What are your culinary inspirations?I’m always thinking about food even when I’m driving. It’s exactly like painting, putting two or four colors together. I think about how I can create something beautiful.

What’s your favorite ingredient? Indian and Moroccan spices — the exotic flavors. You can create so many things from these two cultures to bring to Western culture. Last year, I get to make a Moroccan hamburger spice. It has the flavor and fragrance that would make you want to cook it all the time. It’s not just a glob of meat you put on the grill. You’ll try it and ask for more … and more … and more …

What was your best recent food find? It was a sauce I was working on that started with lemon grass and coconut milk. Those two worked together so well.

What’s your favorite local ingredient?Do you remember Mark Marino? I used to go to his organic farm and pick up ingredients. He always knew what the chefs were looking for and had unusual vegetables and herbs.

What are you experimenting with? I’m working on different ketchups: a roasted garlic ketchup, onion, Indian and Moroccan.

What’s one food you hate? None. There are no foods I hate.

What’s one food you love? Oh, God, can I say it? Fish. I can eat it every day. Sea bass is one of my favorites. I like snapper and salmon. We put it in parchment paper and then grill it or roast it. I also remember in Tehran, there was a small butcher shop with a slaughterhouse in back. You could see the pigs and the lambs. It couldn’t get any fresher than that.

What’s your guilty pleasure? Eating calves’ livers. It’s so rich, but then you think about a baby cow. I remember a few times at home I made rabbit. I didn’t tell the kids it was rabbit. Then a month passed, and I told them, “Remember that food that everybody was craving? It was a bunny.” I just think you need to expose your kids to different things.

What’s always in your kitchen? Fresh fruits and nuts — I always have two bowls out. I love any fruit and nut. I have since I worked in the restaurant and would go to the City Market.

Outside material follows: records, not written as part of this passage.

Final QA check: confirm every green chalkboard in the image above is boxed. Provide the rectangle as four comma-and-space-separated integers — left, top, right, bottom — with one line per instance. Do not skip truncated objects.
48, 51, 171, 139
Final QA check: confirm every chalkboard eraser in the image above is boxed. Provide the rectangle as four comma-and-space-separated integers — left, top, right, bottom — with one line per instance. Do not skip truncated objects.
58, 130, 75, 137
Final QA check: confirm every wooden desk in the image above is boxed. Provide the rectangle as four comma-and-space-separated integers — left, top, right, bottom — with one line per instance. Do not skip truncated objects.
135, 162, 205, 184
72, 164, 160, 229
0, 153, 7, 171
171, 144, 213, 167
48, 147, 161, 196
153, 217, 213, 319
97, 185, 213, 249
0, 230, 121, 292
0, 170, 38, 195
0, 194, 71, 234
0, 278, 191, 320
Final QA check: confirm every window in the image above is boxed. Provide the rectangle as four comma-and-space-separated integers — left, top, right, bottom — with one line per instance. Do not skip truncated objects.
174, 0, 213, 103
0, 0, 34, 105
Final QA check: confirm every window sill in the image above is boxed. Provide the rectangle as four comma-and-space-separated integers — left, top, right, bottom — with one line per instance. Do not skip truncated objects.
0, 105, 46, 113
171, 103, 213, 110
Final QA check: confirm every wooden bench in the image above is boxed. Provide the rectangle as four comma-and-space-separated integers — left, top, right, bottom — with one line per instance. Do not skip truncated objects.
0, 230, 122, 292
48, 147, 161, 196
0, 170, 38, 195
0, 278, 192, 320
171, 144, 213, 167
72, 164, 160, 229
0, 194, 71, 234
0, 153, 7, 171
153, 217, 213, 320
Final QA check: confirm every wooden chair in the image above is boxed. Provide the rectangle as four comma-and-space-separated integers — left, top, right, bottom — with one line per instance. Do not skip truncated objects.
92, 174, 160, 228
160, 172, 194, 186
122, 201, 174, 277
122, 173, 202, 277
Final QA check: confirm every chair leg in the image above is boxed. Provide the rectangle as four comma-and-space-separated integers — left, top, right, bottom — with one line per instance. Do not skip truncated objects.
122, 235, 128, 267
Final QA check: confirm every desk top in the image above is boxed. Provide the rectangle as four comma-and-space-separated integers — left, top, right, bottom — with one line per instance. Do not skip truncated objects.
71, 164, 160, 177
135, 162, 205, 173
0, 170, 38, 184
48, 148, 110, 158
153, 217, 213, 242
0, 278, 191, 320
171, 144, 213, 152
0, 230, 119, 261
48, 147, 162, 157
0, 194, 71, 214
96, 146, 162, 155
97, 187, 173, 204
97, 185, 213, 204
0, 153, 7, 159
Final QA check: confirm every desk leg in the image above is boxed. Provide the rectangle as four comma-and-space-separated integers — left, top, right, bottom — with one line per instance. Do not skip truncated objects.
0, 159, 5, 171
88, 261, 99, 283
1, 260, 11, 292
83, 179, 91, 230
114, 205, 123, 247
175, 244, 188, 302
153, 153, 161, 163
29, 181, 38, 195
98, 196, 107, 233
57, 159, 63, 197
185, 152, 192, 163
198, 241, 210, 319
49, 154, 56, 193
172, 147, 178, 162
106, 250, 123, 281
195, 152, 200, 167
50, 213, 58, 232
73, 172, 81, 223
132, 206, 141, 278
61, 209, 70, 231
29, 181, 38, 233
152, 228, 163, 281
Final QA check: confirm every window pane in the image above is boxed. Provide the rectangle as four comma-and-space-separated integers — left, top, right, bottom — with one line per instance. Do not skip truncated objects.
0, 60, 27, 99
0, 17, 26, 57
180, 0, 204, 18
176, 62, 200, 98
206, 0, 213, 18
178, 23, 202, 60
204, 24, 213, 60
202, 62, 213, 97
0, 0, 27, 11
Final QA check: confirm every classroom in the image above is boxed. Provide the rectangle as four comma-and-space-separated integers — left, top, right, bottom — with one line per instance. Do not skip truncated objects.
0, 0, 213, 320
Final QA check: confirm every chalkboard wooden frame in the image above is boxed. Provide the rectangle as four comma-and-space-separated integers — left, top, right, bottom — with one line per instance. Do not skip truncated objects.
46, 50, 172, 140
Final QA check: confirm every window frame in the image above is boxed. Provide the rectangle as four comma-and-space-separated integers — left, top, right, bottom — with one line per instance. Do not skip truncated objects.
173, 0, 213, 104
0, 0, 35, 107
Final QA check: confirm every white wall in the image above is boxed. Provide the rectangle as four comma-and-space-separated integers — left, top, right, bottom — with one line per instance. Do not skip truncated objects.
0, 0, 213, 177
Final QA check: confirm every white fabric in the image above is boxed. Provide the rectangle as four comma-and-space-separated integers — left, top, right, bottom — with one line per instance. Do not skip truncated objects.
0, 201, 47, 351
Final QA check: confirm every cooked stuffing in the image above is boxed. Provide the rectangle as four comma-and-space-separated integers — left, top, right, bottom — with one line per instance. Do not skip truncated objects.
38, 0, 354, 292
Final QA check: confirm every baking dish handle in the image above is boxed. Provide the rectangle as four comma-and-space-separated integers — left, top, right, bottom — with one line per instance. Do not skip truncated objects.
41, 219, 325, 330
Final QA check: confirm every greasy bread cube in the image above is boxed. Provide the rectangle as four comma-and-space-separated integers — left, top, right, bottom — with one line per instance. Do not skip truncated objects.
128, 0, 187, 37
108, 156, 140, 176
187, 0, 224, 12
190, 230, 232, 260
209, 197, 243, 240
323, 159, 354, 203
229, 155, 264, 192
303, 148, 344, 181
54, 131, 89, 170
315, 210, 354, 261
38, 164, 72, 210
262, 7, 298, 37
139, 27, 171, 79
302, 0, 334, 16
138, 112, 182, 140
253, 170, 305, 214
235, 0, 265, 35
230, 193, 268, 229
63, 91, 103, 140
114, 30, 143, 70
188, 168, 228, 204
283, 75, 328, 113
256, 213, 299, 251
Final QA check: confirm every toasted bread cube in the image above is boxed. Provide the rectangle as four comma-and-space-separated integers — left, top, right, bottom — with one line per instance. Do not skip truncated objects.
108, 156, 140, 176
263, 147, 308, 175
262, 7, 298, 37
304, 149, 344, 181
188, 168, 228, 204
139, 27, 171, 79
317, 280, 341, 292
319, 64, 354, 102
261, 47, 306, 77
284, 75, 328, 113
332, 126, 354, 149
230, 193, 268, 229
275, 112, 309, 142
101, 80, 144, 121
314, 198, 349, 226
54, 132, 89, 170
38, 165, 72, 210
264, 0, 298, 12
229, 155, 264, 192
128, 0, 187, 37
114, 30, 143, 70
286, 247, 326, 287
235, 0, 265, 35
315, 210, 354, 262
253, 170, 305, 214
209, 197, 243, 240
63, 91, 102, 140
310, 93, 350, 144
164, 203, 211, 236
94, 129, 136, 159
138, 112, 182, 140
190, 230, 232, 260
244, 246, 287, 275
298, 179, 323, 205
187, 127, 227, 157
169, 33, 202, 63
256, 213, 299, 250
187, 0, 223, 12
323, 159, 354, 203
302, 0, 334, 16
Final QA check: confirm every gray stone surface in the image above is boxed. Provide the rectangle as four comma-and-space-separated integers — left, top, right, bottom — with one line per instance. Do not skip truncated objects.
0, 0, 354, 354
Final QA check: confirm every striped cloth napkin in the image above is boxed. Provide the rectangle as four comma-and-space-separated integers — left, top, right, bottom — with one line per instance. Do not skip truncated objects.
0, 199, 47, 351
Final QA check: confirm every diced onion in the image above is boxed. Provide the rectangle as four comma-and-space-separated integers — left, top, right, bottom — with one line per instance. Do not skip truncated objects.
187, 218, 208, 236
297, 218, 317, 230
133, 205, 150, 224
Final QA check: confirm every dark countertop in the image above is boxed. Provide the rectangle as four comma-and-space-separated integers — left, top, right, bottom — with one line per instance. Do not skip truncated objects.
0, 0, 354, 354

Besides your own place, where do you like to eat out? I wish Christopher Elbow had a restaurant, so I could go out and eat over there. We like the pizza place, Spin. The roasted figs and prosciutto, that’s my favorite one.

What’s one book that every chef should read? Start with the books from the Culinary Institute of America — they’re great for basic cooking and beginners. After that, go to Julia Child and Jacques Pepin. If you learn those books, you’re on the right track.

Who’s got the best barbecue in town, and what are you ordering? Oklahoma Joe’s, Danny Edwards for sweet potato fries, and Arthur Bryant’s for the portions. I’ll usually order some combination of pork and beef and the baked beans.

What’s your dream drinking/eating destination? I’d like to go to Morocco and learn Moroccan cooking. I know a lot about the food, but I’m seeing it in pictures. I want to go to the spice markets in the city and smell them and be there.

A chef is only as good as … his mother.